Over the past few months, I wrote a kind of crappy program. Now I need to make additions to that program and there are a lot of internals about the program that I need to recall in order to be able to implement the additions efficiently and robustly. This is not a world I want to continue to live in, so my crappy program requires some sort of improvement. I looked to Amazon for a book with the answers on “what specifically to do”. Based on its cover, title, and reviews, I ended up with the book Clean Code: A Handbook of Agile Software Craftsmanship, put together from multiple authors by a guy who refers to himself as “Uncle Bob” (real name Robert C Martin). The book is frankly a big part of the answer I was looking for.

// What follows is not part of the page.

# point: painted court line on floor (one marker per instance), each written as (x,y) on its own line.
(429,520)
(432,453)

I don’t know a whole lot about Uncle Bob, but he seems to be very experienced with designing, writing, maintaining, refactoring, etc. large Java projects. He also is very well-read on modern software engineering, but for the first quarter of the book, manages to stay away from the over-use of terminology I’m not familiar with. After that it goes into things like agile, test driven development, behavior driven development, cohesion, object oriented programming patterns (e.g. Gang of Four), plain old Java objects, data access objects, etc. that I don’t have much familiarity with. He also talks about his conversations with (the only) guys in this arena that I have heard of, including Fred Brooks and Martin Fowler.
His writing tone can be characterized as follows
- I have read and written sooo much more code than you
- Over time, I have taken the time to think about the best way to make the code ‘clean’
- Herein, I shall share with you what I have learned
- I’ll use the best didactic methods I can think of
- I hope you benefit as much as possible from my wisdom
His main didactic method can be characterized as
- Here is an example of some bad code
- This is how it goes wrong
- This is why that is bad
- Let’s improve it in these areas
- Here is the improved code
- Note how this new code doesn’t have the flaws of the previous
So far I have read perhaps ½ of the book, and I have already come up with and partially implemented a design for my problematic program that is so much better than the old design, and a rough prototype implementation is already running, and I have much more “direction/vision” for how it is going to progress. That shows me that the Clean Code book has produced an incredible return on investment.
The main thing I have understood from the book is that parts of programs should do what they say they do. Put most briefly, there are two parts of making that possible
- Components should be simple enough to be described by just a few words
- The name of a component should be the few words that describe it
It is embarrassing to say that I never thought of that myself, but the truth is I didn’t, and that is reflected all-too-obviously in the program that I wrote. I can come up with countless excuses for why I wrote the program that way, but that doesn’t fix the problem. The only way to fix the problem is to reorganize the program to conform to the above two rules.